Countries like Malaysia and Australia have their own forms of restrictions when it comes to foreigners buying or selling properties. For example, in Malaysia, foreigners can only purchase properties priced at RM 1 million or above in certain states. Australia has tough property ownership laws for foreigners such as only allowing foreigners to purchase new developments (which by default means you can only sell to locals).

For most countries, these restrictions were introduced for political reasons and typically serve as a disadvantage to foreign property investors, like us.

Read Also: 3 Myths To Debunk About Overseas Property

2. Developer Risk

Unlike the purchase of a condominium unit from a reputable developer like Far East Organisation (FEO), City Development Limited (CDL) or MCL, many overseas developers are relative unknowns.

Most, if not all, of them will claim some sort of association with a bigger organisation. At times, they may even claim to have one or two directors on their board that has connections with the land authorities in the country.

The developer would typically promise guaranteed returns (e.g. 6% for first 3 years) and show you beautiful artist impression of how your property is going to look. All these claims don’t matter, not when the company you are actually buying from is a shell company, which can wind up anytime when things turn south.

3. Asymmetric Information

Asymmetric information refers to the situation where one party has more or better information than another.

In the context of overseas property investing, this is a real problem that investors need to be aware of. Developers and their marketing agents have abundantly more information than us. They know the actual value of the product they are selling and the risks that are involved. We don’t.

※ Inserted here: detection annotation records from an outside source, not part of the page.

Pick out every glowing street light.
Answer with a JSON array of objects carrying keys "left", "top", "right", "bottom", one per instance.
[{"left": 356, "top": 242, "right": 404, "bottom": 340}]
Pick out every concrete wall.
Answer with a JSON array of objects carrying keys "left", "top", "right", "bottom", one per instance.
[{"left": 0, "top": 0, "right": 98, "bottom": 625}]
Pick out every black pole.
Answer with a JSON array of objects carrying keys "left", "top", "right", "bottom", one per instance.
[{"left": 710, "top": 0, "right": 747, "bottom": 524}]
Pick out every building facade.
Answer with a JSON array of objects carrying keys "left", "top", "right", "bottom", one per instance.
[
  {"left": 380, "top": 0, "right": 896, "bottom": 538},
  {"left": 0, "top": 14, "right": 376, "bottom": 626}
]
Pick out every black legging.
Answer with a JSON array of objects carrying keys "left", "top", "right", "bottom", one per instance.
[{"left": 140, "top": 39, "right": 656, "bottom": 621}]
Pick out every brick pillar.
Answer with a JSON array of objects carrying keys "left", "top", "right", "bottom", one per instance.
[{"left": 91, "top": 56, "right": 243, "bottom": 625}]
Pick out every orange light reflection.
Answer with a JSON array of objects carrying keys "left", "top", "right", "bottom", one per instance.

At this point, some common sense should be brought in to the equation. For example, why would a property development in a country like Japan or New Zealand want to market itself here? Do the Japanese not have enough money to invest in their own development? Or is the development unable to attract local investors? Why is that so?

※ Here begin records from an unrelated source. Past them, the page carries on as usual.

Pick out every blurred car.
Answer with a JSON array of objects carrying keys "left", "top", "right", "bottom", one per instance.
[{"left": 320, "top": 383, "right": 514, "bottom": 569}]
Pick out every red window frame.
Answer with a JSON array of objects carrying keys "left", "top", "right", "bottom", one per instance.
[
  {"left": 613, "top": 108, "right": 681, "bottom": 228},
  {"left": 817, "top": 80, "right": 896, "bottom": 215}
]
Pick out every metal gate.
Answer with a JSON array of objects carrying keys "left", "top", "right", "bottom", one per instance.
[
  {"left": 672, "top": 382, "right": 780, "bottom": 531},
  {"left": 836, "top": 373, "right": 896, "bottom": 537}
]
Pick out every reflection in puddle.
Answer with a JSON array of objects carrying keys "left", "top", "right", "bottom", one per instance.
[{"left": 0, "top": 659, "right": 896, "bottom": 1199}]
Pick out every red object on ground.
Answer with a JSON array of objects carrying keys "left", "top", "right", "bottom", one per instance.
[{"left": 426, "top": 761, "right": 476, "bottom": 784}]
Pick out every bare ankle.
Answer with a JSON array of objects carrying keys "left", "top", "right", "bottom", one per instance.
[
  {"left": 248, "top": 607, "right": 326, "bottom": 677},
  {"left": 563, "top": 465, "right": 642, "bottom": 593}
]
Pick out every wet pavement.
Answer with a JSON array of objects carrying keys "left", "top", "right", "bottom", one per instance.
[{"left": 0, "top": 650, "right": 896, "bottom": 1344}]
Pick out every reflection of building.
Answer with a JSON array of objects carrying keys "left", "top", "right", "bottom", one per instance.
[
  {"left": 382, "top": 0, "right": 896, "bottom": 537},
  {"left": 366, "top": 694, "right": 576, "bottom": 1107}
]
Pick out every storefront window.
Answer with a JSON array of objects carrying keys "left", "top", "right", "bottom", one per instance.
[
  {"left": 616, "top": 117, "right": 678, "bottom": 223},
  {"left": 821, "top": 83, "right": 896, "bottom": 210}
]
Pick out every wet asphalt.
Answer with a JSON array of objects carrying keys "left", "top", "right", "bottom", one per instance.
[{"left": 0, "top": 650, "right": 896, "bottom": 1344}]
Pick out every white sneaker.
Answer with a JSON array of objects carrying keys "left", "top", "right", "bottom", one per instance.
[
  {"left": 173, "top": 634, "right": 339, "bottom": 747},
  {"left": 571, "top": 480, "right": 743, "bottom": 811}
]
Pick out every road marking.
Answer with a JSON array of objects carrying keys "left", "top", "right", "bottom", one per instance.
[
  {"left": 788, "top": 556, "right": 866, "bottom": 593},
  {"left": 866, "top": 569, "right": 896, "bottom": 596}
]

The fact that the New Zealand development in question did not have a single local investor (only Singaporeans and Malaysians) should have been a red flag to investors.

We don’t need to understand the New Zealand property market to be able to understand the logic that if it isn’t good enough for the locals, it shouldn’t be good enough for us.

4. Foreign Exchange Risk

Most people ignore the foreign exchange risk that they are exposed to whenever they invest in overseas properties.

Here is the thing. We stay in Singapore and we use Singapore Dollar as a means of payment.

Whenever we invest in overseas properties, we are exposed to the risk that the currency of the country would depreciate against the Singapore Dollar. For example, we could have bought a property in Australia when the exchange rate was at AUD $1 to SGD $1.2. As of today, the rate is at AUD $1 to SGD 1.02, or a decline of about 18%.

Foreign exchange risk is an additional risk that is taken whenever a person invests in overseas properties.

Similarly, your rental returns will also suffer foreign exchange risks. In addition, you will also have to incur further loses to convert the rental returns into Singapore dollars.

Understand What You Are Investing In…

The investing world is not perfect and this holds true to property investing. We won’t deny that there are hidden gems to be found in the right foreign property investments.

We haven’t even begun to touch on the kinds of problems that may arise finding a tenant for your foreign property. You would not know exactly what is happening until too late. One foreign property owner we spoke to recently got his hands burnt by a tenant who prematurely broke a rental agreement in Malaysia. Nothing could be done as the person was a foreigner himself and returned to his country. In addition, the owner found out that the utilities had not been paid for over a year, amount to several thousand ringgit.

We know of a few Singaporeans who have been successful in investing in multiple properties overseas. These investors are highly knowledgeable and extremely familiar in the countries where they have put their money in. They are the exceptions, rather than the norm.

Unless you are an expert like one of these people, we suggest for you to avoid investing in overseas property.